<日本生命セ・パ交流戦:日本ハム2-1広島>◇12日◇札幌ドーム

日本ハムのドラフト1位、吉田輝星投手(18)がプロ初登板初先発で初勝利を飾った。高卒ルーキーの初登板初勝利はドラフト制以降、2015年の楽天安楽以来4年ぶり19人目の快挙となった。

吉田輝は最速147キロをマークするなど伸びのある直球と縦に大きく割れるカーブを武器に5回4安打1失点、4奪三振。昨年セ・リーグ最多勝と最高勝率の広島大瀬良に投げ勝った。高校野球地方大会の夏本番を前に昨年、夏の甲子園で“カナノウ旋風”を巻き起こした金足農の元エースが全国準優勝右腕の片りんを見せつけた。

【吉田輝星の投球内容詳細】

<初回>

1死満塁のピンチを背負ったが、無失点で切り抜けた。球数31球のうち直球は25球で最速は147キロをマークした。

先頭の長野に右前打を浴びてプロ初被安打。続く菊池涼は9球目に一塁後方への邪飛に打ち取ったかに見えたが、右翼の大田と二塁の渡辺がお見合いするような形で捕球できず、最後はプロ初四球。バティスタは三ゴロ、鈴木には四球で1死満塁も、西川は140キロ直球でプロ初となる空振り三振。磯村は三ゴロに仕留め、手をたたきながら三塁側ベンチへ引き揚げた。
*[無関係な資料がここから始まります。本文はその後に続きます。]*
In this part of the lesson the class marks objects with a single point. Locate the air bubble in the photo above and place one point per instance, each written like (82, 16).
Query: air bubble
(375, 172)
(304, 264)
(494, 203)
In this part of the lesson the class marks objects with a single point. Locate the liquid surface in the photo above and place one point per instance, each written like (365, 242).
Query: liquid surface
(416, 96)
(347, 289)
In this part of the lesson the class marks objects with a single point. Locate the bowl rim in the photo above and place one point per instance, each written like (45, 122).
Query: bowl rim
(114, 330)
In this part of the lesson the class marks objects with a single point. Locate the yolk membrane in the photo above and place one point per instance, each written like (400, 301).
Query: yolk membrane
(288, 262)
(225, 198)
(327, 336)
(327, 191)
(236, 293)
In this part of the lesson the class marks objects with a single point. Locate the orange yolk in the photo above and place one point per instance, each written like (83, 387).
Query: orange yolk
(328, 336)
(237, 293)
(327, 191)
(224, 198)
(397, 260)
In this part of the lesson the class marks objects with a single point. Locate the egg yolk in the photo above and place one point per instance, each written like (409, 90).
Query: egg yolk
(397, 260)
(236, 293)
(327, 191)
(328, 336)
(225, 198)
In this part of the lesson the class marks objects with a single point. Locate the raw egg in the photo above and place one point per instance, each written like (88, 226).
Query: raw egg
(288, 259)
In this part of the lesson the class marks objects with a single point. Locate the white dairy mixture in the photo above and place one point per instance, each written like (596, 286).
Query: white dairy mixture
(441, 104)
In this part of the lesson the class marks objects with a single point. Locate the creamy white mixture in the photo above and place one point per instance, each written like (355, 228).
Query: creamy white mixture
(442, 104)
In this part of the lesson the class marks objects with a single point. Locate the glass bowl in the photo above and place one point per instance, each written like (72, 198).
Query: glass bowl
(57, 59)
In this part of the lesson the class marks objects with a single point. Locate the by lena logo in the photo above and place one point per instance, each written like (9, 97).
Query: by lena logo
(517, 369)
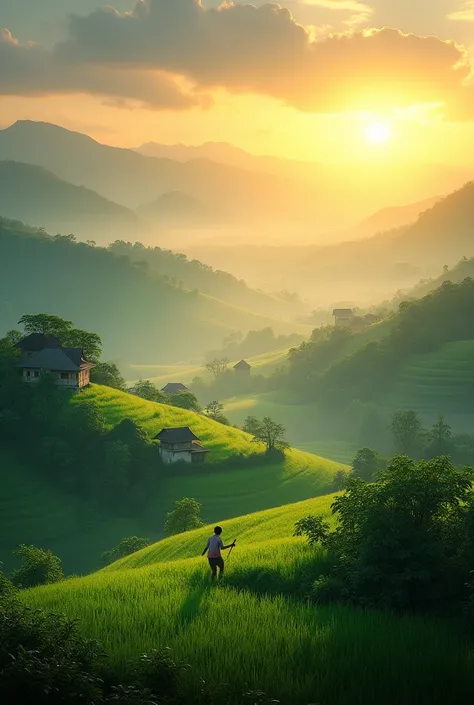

その裏、大田が守備のミスを挽回するように、先制の12号ソロを放ち、吉田輝も笑顔を見せた。

<2回>

2死無走者からプロ初失点を喫した。

先頭の安部は136キロのフォークで二ゴロ。会沢は高めの誘い球、143キロ直球で空振り三振。田中広は110キロのカーブを右前に運ばれ、長野にはフルカウントから140キロ直球を左中間に運ばれた。スタートを切っていた田中広が生還し、適時二塁打となった。菊池涼は遊ゴロ。

この回は22球を投げ、2回までの球数は52球。

<3回>

2回に再び打線が1点を勝ち越した直後、プロ初の3者凡退で切り抜けた。

3番バティスタは遊直、4番鈴木は右飛、5番西川は左飛。10球で片付け、3回までの球数は63球。

<4回>

2死二塁のピンチを迎えたが無失点。

先頭の磯村は144キロ直球で空振り三振。安部は134キロのフォークで二ゴロ。会沢には右中間へ二塁打を浴びたが、田中広は143キロ直球で詰まらせて三邪飛。4回まで74球。1点リードのまま、勝利投手の権利がかかった5回のマウンドへ向かった。

<5回>

この日2度目の3者凡退でプロ初勝利の権利を得た。

先頭の長野は130キロのスライダーで左飛。菊池涼は145キロ直球で空振り三振。バティスタは146キロ直球を右中間深くに運ばれたが右飛。5回まで84球。勝ち投手の権利を手にした吉田輝に、スタンドのファンから大きな拍手が送られた。三塁側ベンチでは木田投手チーフコーチと、がっちり握手を交わした。